In another comment you’ve said:

> With a proper implementation of PIR, the server still needs to scan through the entire encrypted dataset (this is unavoidable, otherwise its I/O patterns would leak information)

Is this technique therefore practical only when the server side dataset is relatively small (or full scans for every query are tolerable)?

(edit: sorry, misattributed the quote)

Wasn’t me, but it was accurate!

Indeed, except in some (exciting!) new theoretical constructions, server work is always linear in the database size.

However, I’d emphasize that our work shows that the constabt factor on this linear operation is really high. We process at 300MB/s to 1.9GB/s on a single core, which is fast enough for relatively large databases. Remember that the computation is embarrassingly parallel, so you can always throw more compute at larger databases. To summarize, we think the speed is now fast enough that it really can be feasible to scan the whole database to answer a single query.

Clarification: that was my comment, not OP's. I'm not a cryptography expert, just an interested amateur. But my understanding is that O(n) query times are inevitable if you want information-theoretic security. Maybe it's possible to do better with a weaker security property.
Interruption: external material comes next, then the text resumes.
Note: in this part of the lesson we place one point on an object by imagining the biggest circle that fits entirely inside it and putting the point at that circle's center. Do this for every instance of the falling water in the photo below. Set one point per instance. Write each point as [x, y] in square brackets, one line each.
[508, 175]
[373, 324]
And there are clever ways you can make a system like this "scale" even if the overall dataset size is limited. For instance, the authors cite another interesting paper [1] that uses a similar technique to build a fully-private voice chat system. The basic idea seems to be that you build a "database" consisting of the most recent snippet of audio from every ongoing conversation, and let each client privately query for the segment that's addressed to it. And every fraction of a second when new audio data arrives, you just throw away the old database and build a new one, so the amount of data doesn't depend on the length of the conversation.

Even if this doesn't scale to arbitrary numbers of users, it could still be used to run a "cell" of a few thousand people, in which it's not possible for an adversary to reconstruct communication patterns within the cell.

[1]: https://www.usenix.org/conference/osdi21/presentation/ahmad

Maybe the I/O pattern could be hideable using confidential computing, like with a Nitro Enclave.

  • Maybe, but if you have a secure enclave that can be trusted not to leak data, then you don't really need PIR. You can just have clients encrypt their queries with a key that can only be decrypted by the code running in the enclave.